Solution: Use custom middleware that detects subagent interrupts and propagates them to the supervisor.
See:
- docs/subagent_interrupt_surfacing.md - Detailed explanation
- examples/subagent_interrupt_surfacing.py - Standalone example
- agents/agent_06_supervisor_multi_agent.py - Implementation in workshop
- All agents use mock calendar storage for demonstration
- Agent 05+ require TAVILY_API_KEY for MCP web search integration
- Image handling (agent 08) requires vision-capable models
- Long-term memory (agent 09) uses InMemoryStore (use DB-backed store in production)

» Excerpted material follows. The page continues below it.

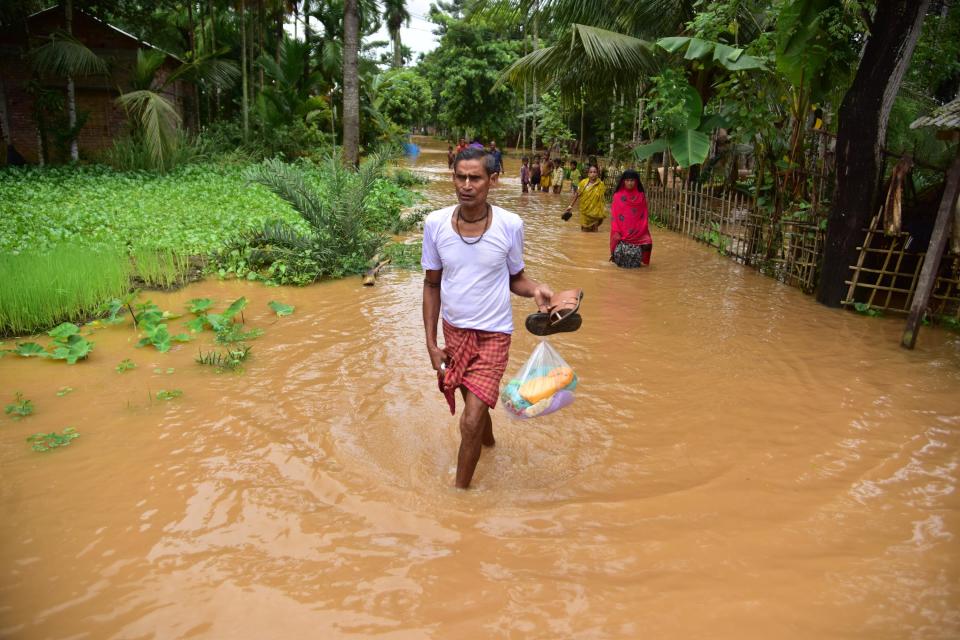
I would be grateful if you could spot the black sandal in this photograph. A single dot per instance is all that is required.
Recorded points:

- Deep agents (agent 10-12) require the
deepagentspackage (already in pyproject.toml)
When to use Deep Agents:
- Complex, multi-step tasks requiring planning
- Large context management needs
- Tasks benefiting from subagent delegation
- Long-running research or analysis tasks
When to use Regular Agents:
- Simple, single-purpose agents
- Direct tool-calling patterns
- Fine-grained control over execution
- Lightweight applications
Deep agents build on top of LangGraph and include middleware for planning, file systems, and subagents out of the box. Regular agents (create_agent) provide the basic agent loop and require manual setup for advanced features.